Bu kitabın sorunu tartıldığı terazinin karşı kefesinde her okurca Frank Herbert’ın Dune serisinin konacak olması. Bu seviyeye yaklaşamayacak, hatta yakınından bile geçilemeyecekse o zaman bu kitapların hiç yazılmaması daha iyi olurmuş. Ancak yazıldığı döneme dönüp baktığımda 90 lardaki yayınevlerinin açgözlülüğünü, verilen çılgın paraları falan düşününce bu kitabın yazdırılmasına da şaşıramıyorum.

Bende bu yan serilerin Kabalcı baskıları mevcut, sahaflara düşmeden önce çok ucuz fiyatlarda alıp kenara koymuştum hep. Elimde bulunduğu ve seriye de başladığım için bir şekil devam ederim diye düşünüyorum. Ancak görüşlerimin değişeceğini düşünmediğimden sonraki kitaplarda böyle detaylı bir yorum yapmam muhtemelen. Aynı sığlıkta ve ortalamalıkta devam ederler. Yeni baskıları alıp okuyacak olanlar için pek de öneremiyorum bu fiyatlar ile, gerçekten evreni çok seviyorsanız belki ama beklentiyi düşük tutarak bile vereceği keyif bir yere kadar olur.

17 Beğeni

Edgar Allan Poe - Bütün Öyküleri / cilt I

Edgar Allan Poe’nun tüm öykülerini henüz okumasam da kendisi çok sevdiğim yazarlardan biri oldu. Biraz araştırınca öğrendim ki Lovecraft tarafından “Kurgunun Tanrısı” olarak adlandırılmış, ayrıca Lovecraft erken dönem öykülerinde ondan esinlenmiş…

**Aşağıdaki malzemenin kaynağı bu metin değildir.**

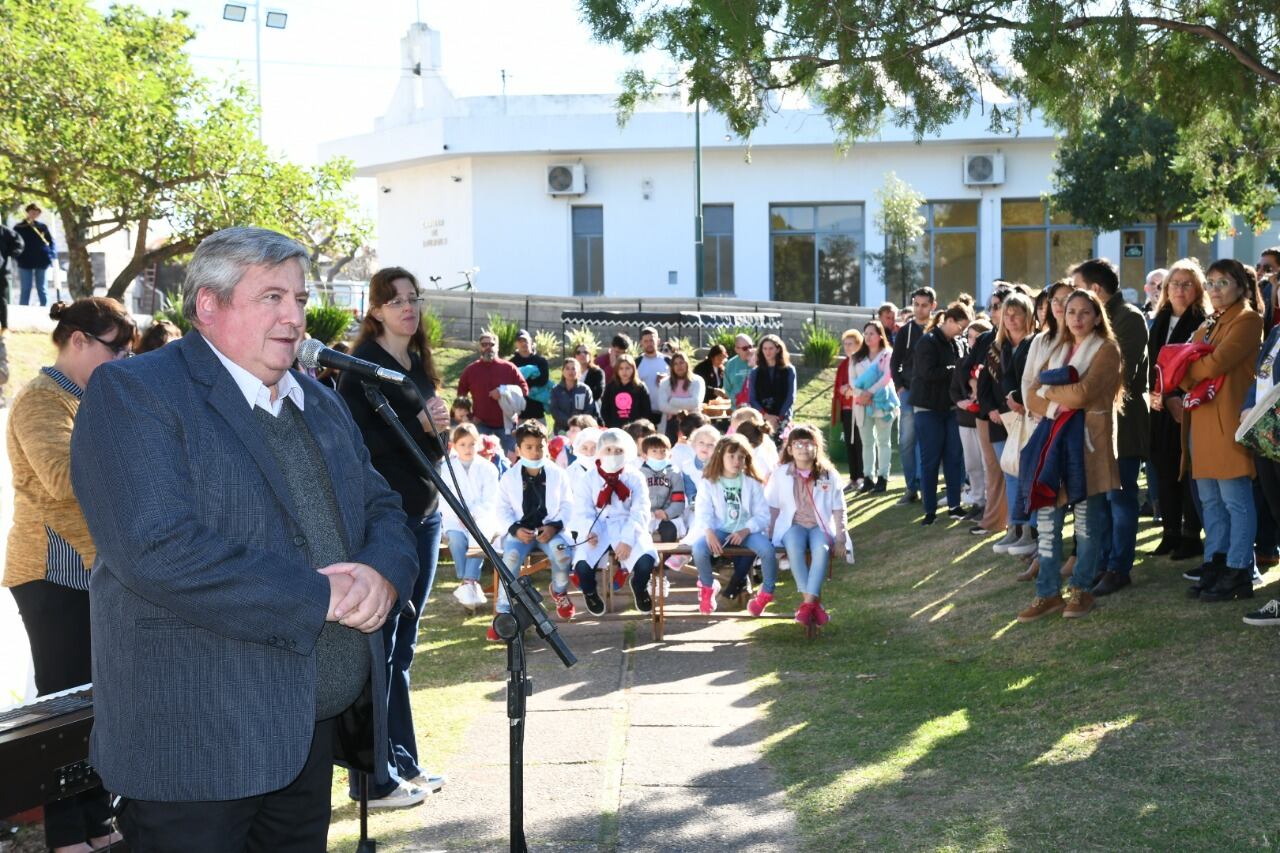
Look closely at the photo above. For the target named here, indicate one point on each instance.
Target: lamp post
(275, 19)
(698, 199)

Poe, sadece gotik tarzda yazmamış. Hiciv, mizah öyküleri var. Edebiyat eleştirmenliği yapmış. Ve dedektiflik öykülerinin öncülüğünü akıl yürütmeyle olayları çözümleyen, zeki ve egzantrik August Dupin ile yapmış. Sherlock Holmes, Poirot gibi ünlü dedektif karakterlerin temeli Dupin ile atılmış…

Yazarın en sevdiğim yönü insan ruhunu detaylı bir şekilde betimlemesidir. Korku, dehşet öykülerinde anlatıcıların ruhsal çöküntülerini, suçluluklarını, doğaüstü tarzda veya yorumlara göre bir tür sanrıların sonucu olarak gösteriyor. Yazarın öykülerine bakınca ölüme fazlasıyla takıntılığını olduğunu düşünüyorum. Yazılarındaki trajediler bir yana kendi hayatı da pek mutlu geçmemiş. Hem annesi hem eşi çok genç yaşta ölmüşler. Eşinin ölümü onu çok etkilemiş. Yazar 40 yaşında, bilinmeyen bir nedenden ölmüş.

23 Beğeni

Poe’da şanssız insanlardan. Öldükten sonra eserleri maalesef değer kazanıyor. Kendisi bildiğim kadarıyla çok yoksul yaşıyor.

2 Beğeni

Evet, trajik bir hayatı olmuş. Okuduğum bu kitapta ününe rağmen yoksulluk içinde yaşadığından bahsediliyordu. Ayrıca çok genç yaşta vefat etmiş. Kırk yaşında. Kimilerine göre intihardan ölmüş, kimilerine göre uyuşturucudan, hastalıktan veya alkolden… Yani bilinmiyor. Garip. :confused:

4 Beğeni

Bence açlığa bağlı sağlık sorunları olabilir ama evet kesin bir bilgi yok.